Si le Parti Québécois doit lutter âprement ces jours-ci pour conserver ses circonscriptions de l’Est de Montréal, il semble que Bourget fait figure d’exception en résistant de belle façon aux assauts caquistes et solidaires. Selon le site Québec 125, le comté serait donc encore une valeur sûre pour l’équipe de Lisée qui, en date du 24 septembre, récolterait possiblement 33,6 % des voix dans Bourget, suivi par la CAQ (25 %) et QS (18,4 %). Ces deux dernières formations sont toutefois en nette progression comparativement aux résultats de 2014 alors que la CAQ avait recueilli 19,64 % des voix, et QS, avec leur « chef » Gaétan Châteauneuf, en récoltait 11,2 %.

Richard Campeau (CAQ) : l’efficacité avant tout

Rencontré le 4 septembre dernier, alors que les données analysées par Québec 125 le mettaient en avance (les sondages locaux de Mainstreet n’étaient pas encore effectués), le candidat caquiste Richard Campeau arborait une belle confiance de représenter bientôt son comté de résidence à l’Assemblée nationale, lui qui avait porté les couleurs de son parti lors des deux dernières élections dans la circonscription d’Anjou-Louis-Riel où la ministre libérale Lise Thériault règne en maître. L’ingénieur en chimie, spécialiste du secteur des pâtes et papiers, mène selon lui une campagne plus active sur le terrain cette année en faisant notamment beaucoup de porte à porte et en participant à certains débats locaux et thématiques.

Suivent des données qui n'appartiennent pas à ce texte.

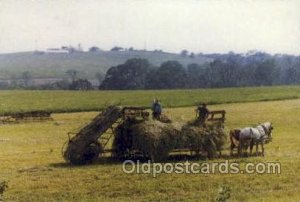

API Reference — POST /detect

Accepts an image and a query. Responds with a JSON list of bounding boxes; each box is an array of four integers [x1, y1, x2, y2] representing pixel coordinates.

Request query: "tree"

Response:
[[146, 61, 187, 89], [10, 74, 19, 89], [65, 69, 78, 83], [39, 80, 70, 90], [95, 72, 104, 86], [69, 79, 93, 90], [186, 63, 207, 88], [285, 67, 299, 84], [100, 58, 151, 90], [0, 81, 9, 90], [110, 46, 123, 51], [180, 49, 189, 57], [21, 71, 32, 88], [89, 46, 101, 52], [253, 59, 277, 86]]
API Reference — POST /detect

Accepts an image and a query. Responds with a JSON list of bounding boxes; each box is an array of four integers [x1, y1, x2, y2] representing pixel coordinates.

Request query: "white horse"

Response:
[[238, 122, 273, 157]]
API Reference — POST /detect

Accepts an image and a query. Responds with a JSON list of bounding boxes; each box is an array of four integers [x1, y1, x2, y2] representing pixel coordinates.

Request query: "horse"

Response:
[[238, 122, 273, 157], [229, 128, 241, 156], [230, 128, 253, 156]]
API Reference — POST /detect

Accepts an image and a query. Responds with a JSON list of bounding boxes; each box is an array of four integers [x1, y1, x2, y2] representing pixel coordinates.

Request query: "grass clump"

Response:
[[215, 185, 231, 202], [0, 181, 8, 201]]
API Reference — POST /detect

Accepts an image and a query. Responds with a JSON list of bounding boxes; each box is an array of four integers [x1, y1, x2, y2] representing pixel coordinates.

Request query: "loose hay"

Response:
[[113, 119, 181, 161], [180, 123, 227, 158], [158, 114, 172, 123], [113, 117, 227, 161]]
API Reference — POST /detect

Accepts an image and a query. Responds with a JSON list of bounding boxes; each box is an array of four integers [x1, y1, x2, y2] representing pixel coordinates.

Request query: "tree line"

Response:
[[100, 53, 300, 89], [0, 52, 299, 90], [0, 70, 95, 90]]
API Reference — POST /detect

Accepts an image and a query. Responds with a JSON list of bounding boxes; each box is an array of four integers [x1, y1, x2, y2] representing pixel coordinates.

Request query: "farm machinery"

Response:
[[63, 106, 226, 165]]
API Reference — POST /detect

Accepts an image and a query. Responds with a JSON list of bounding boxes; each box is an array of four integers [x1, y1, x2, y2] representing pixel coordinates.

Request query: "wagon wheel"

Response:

Richard Campeau, candidat de la Coalition Avenir Québec.

Qu’est-ce qui a attiré ce père de deux enfants et travailleur à l’international à se lancer dans l’arène politique, de surcroit pour la Coalition Avenir Québec? « Quand j’ai entendu le discours du chef François Legault, je me suis dit enfin, quelqu’un qui dit ce que je pense. Il rejoint mes valeurs dans la plupart des domaines et c’est pour ça que j’ai fait le saut », affirme M. Campeau. Son principal cheval de bataille, c’est de rendre la bureaucratie d’état beaucoup plus efficace : « Je crois que la fonction publique québécoise aurait avantage à s’inspirer plus du secteur privé dans plusieurs domaines. Il faut être honnête, la bureaucratie est souvent compliquée et décourageante au Québec, et cela nuit à notre développement et à notre prospérité. La CAQ est le seul parti qui ose aborder la question. » À ce sujet, M. Campeau réitère entre autres la volonté de son parti à diminuer la taille des commissions scolaires pour en faire plutôt des centres de services, notamment par attrition de postes, et à éliminer les élections scolaires : « Seulement 4 % des gens vont voter aux élections scolaires, est-ce que les commissaires ont vraiment la légitimité de les gouverner, et en ont-ils vraiment la compétence? La question se pose… », dit-il.

Lorsque l’on aborde la question de la santé économique du Québec, qui semble plus solide que jamais avec les milliards d’investissements annoncés par tous les partis, Richard Campeau est toutefois l’un des rares candidats à émettre des réserves à ce sujet. Il soutient que « les finances ne vont pas si bien quand on prend en considération que le Québec reçoit 11 milliards de dollars en péréquation et que nous sommes la province où le revenu disponible est le plus bas au Canada. Je trouve ça gênant. Il me semble que nous devrions être plus fiers que ça. » Quant à la situation de plein emploi, le candidat caquiste est d’avis que oui, les gens travaillent, mais les emplois payants ne sont pas assez nombreux selon lui. « Il faut réaliser qu’environ 40 % des gens ne paient pas d’impôt au Québec et que parmi eux beaucoup travaillent mais bénéficient d’un faible revenu. Si on veut changer la donne, ça va passer par l’éducation, la maternelle 4 ans pour tous, la réfection des écoles et par notre capacité de lutter contre le décrochage scolaire. Il faut aussi accentuer la diplomation post-secondaire et augmenter le nombre de finissants en formation professionnelle, surtout dans l’Est de Montréal dont le secteur industriel a grandement besoin de travailleurs spécialisés dans une foule de domaines », explique M. Campeau.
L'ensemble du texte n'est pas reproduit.